Avec la béatification de Paul VI, dont le pontificat s'étend de 1963 à 1978, le Concile Vatican II est une nouvelle fois mis en lumière. Succédant à Jean XXIII et prédécesseur de Jean-Paul II, tous deux  canonisés récemment, Paul VI est le troisième pape de l'après-concile à être honoré sans exclure la possibilité d'une canonisation dans les mois qui viennent. Selon les mots utilisés par le pape François dans son homélie prononcée durant la messe de béatification, Paul VI a été le « grand timonier du concile ». 

Il acheva et consolida l’œuvre conciliaire, puis il mit en mouvement l'aggiornamento de l'Eglise. Sa priorité fut d'enclencher un dialogue sincère avec l'humanité, considérant celui-ci comme un axe prioritaire d'évangélisation. En ce sens, Paul VI est connu pour avoir posé un geste de réconciliation avec le patriarche Athénagoras de Constantinople, un événement sans précédent après plusieurs siècles de division entre Occident et Orient. À l'instar de saint Paul l'apôtre missionnaire en l'honneur duquel il choisit son nom de pontife, Paul VI sut donner un fort élan missionnaire à toute l’Église avec l'exhortation apostoliquesur « l'annonce de l’Évangile aux hommes de ce temps ». 

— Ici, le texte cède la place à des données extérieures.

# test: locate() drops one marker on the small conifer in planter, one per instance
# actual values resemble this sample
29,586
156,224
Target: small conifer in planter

Le Synode sur la famille qui vient de se clôturer s'inscrit dans les pas du bienheureux Paul VI, lui qui soulignait dans cette même exhortation apostolique le rôle capital de la famille dans l'action évangélisatrice. Ceux et celles d'entre nous qui ont pris le temps de suivre les discussions et les débats ont pu être rassurés, encouragés, surpris ou scandalisés par des déclarations. Il n'y a pas lieu de s'alarmer ni de s'enflammer, les décrets du synode ne seront pris qu'à l'issue de l'assemblée ordinaire qui se tiendra l'année prochaine au mois d'octobre 2015. 

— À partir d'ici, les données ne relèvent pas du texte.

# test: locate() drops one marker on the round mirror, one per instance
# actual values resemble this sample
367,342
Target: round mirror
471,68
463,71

Notons que dans son discours de clôture, le pape François a pointé du doigt « les tentations qu'il a pu percevoir en écoutant les pères synodaux » : le « raidissement hostile », la tentation « traditionaliste ou intellectualiste », « l'angélisme destructeur », la tentation « des timorés »... Autant de pièges qui peuvent, selon le pontife, enfermer l’Église dans une conduite aveugle, la déraciner des réalités alentours, construire des murs infranchissables... En réponse, le pape François souligne le temps du discernement spirituel qui s'ouvre à partir de maintenant jusqu'à la prochaine assemblée synodale de 2015. 

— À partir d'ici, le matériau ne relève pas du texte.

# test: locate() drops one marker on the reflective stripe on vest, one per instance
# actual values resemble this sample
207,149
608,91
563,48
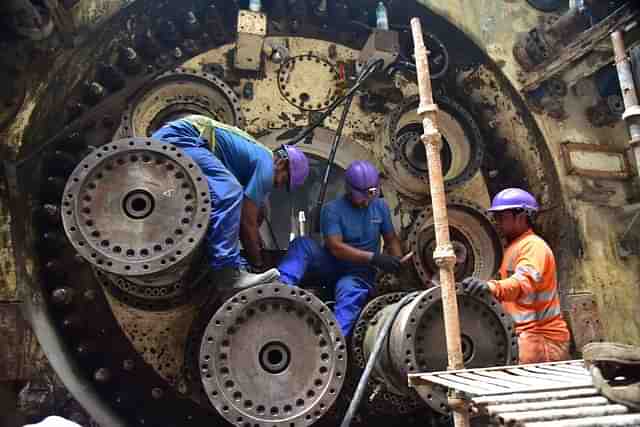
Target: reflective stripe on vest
535,297
546,314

Pour la famille, l'Eglise se met donc en prière,  avec Marie puisque nous vivons ces jours d'octobre le mois du Rosaire Vivant. Une prière humble et confiante, sans prétention, qui vient du cœur,  comme la prière de Marie, voilà ce dont nos familles ont besoin et qu'elles devraient pouvoir vivre.Nous pouvons compter sur ceux et celles qui, chaque mois, tirent un mystère du Rosaire Vivant et s'appliquent à le réciter avec foi et cœur. Grand merci à vous pour votre prière.